One of two expansion teams in 2011—and the second team in Canada—the Vancouver Whitecaps seem to have a squad set-up for more success in the future than right now.
Only three players are in their thirties, and only five more are over the age of 26. The Whitecaps held the first overall selection in the MLS Super Draft and chose a player they were familiar with, but cannot play with them until he turns 18-years-old in September. Also, only five players played in MLS last season.
If Vancouver is going to be competitive, let alone surprise the league and sneak into the playoffs, they will rely heavily on veterans on defense: goalie Joe Cannon and defender and captain Jay DeMerit.
DeMerit has enjoyed a Cinderella-like soccer career. After being turned down by MLS he moved to England and briefly joined teams in the ninth and seventh-tiers of English soccer, until in 2004 he impressed Watford coaches in a scrimmage and was invited to a trial with the team. He signed with the club and was a regular in the lineup until this past summer. He also was a starter for the USMNT during the previous World Cup.
Named team captain, DeMerit brings valuable soccer experience, toughness, and determination. Plus, he'll anchor the backline.
Cannon is a 12-year MLS veteran. He became the face of the San Jose Earthquakes the past few years and got them off to a hot start last season, but an ankle injury ended not only his season, but his tenure with the club. He will be a stabilizing force when he is fit to play, but currently he is still recovering from that ankle injury. Jay Nolly will hold down the fort for him.
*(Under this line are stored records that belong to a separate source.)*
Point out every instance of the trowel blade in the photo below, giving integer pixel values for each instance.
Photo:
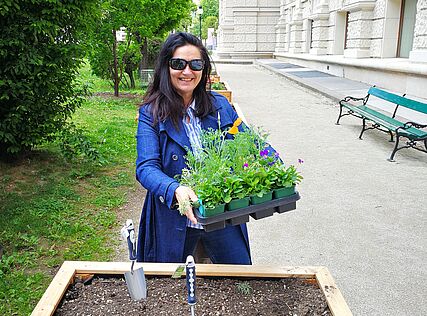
(136, 284)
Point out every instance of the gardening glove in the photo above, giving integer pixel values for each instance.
(185, 195)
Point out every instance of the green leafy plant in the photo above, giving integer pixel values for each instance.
(226, 169)
(74, 143)
(41, 48)
(284, 177)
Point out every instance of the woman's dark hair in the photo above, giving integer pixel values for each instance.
(164, 100)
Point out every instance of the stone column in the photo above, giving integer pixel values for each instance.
(419, 47)
(320, 28)
(359, 28)
(246, 28)
(281, 30)
(296, 26)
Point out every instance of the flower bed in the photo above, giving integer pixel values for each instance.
(317, 276)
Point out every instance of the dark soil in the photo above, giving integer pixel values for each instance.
(215, 296)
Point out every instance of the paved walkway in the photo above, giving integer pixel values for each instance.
(337, 88)
(359, 215)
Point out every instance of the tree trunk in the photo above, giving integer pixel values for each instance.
(131, 77)
(144, 53)
(115, 66)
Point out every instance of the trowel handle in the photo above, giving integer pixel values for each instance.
(190, 271)
(131, 240)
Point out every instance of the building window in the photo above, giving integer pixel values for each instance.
(345, 29)
(408, 12)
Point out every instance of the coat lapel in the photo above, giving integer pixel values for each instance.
(179, 136)
(211, 121)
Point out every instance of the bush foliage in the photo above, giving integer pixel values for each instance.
(40, 52)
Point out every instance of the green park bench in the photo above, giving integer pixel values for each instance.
(412, 131)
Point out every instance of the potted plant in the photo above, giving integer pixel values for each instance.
(236, 171)
(284, 180)
(207, 173)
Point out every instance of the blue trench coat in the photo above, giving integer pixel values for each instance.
(161, 151)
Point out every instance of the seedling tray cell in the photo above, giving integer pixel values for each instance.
(241, 216)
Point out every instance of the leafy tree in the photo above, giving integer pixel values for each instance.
(40, 52)
(144, 21)
(210, 8)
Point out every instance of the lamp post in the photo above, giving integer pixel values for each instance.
(200, 12)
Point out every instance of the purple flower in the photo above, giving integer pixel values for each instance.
(263, 153)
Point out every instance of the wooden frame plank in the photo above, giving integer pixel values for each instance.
(65, 276)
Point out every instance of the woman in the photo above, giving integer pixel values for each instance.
(176, 108)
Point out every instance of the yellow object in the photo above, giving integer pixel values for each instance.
(234, 130)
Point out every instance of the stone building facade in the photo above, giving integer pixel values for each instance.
(350, 38)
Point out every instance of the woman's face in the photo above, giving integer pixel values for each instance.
(186, 80)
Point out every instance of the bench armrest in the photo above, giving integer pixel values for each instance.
(412, 124)
(350, 98)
A lot of players will really need to step up for Vancouver to win games. The corps of forwards is extremely thin. No. 1 draft pick Omar Salgado—who trained with Vancouver last year—has played well in the preseason and is an exciting prospect, but due to FIFA age restrictions will not be able to suit up for the team until September.
The Whitecaps management made Frenchman Eric Hassli its first-ever Designated Player. The forward came from FC Zurich in Switzerland and has a strong build (6’4”, 200 pounds) and seems to be a physical force to be reckoned with, but his ability to score goals is suspect. In the past two seasons he only scored seven goals, which is pretty poor for a forward, let alone one signed as a DP.
John Thorrington and Shea Salinas are midfielders that bring a lot of MLS experience and are solid players, however, like Cannon, have long injury histories that make what kind of impact they have on the field questionable.
The team has retained 11 players from its USSF Division-2 side—including defender Wes Knight, midfielder and former Juventus product Davide Chiumiento and 18-year-old midfielder Russell Teibert—and it will be interesting to see how they adapt to the new league.
With a tremendous lack of experience and the large potential for injuries, opportunities for playing time will be wide open. Will the young guys step up and compete hard for the chance to get on the pitch, or will it be a situation where someone is playing by default because there is no one else?
The learning curve must be quick, or the Whitecaps first season—despite the great support from its fans—could be a rocky road.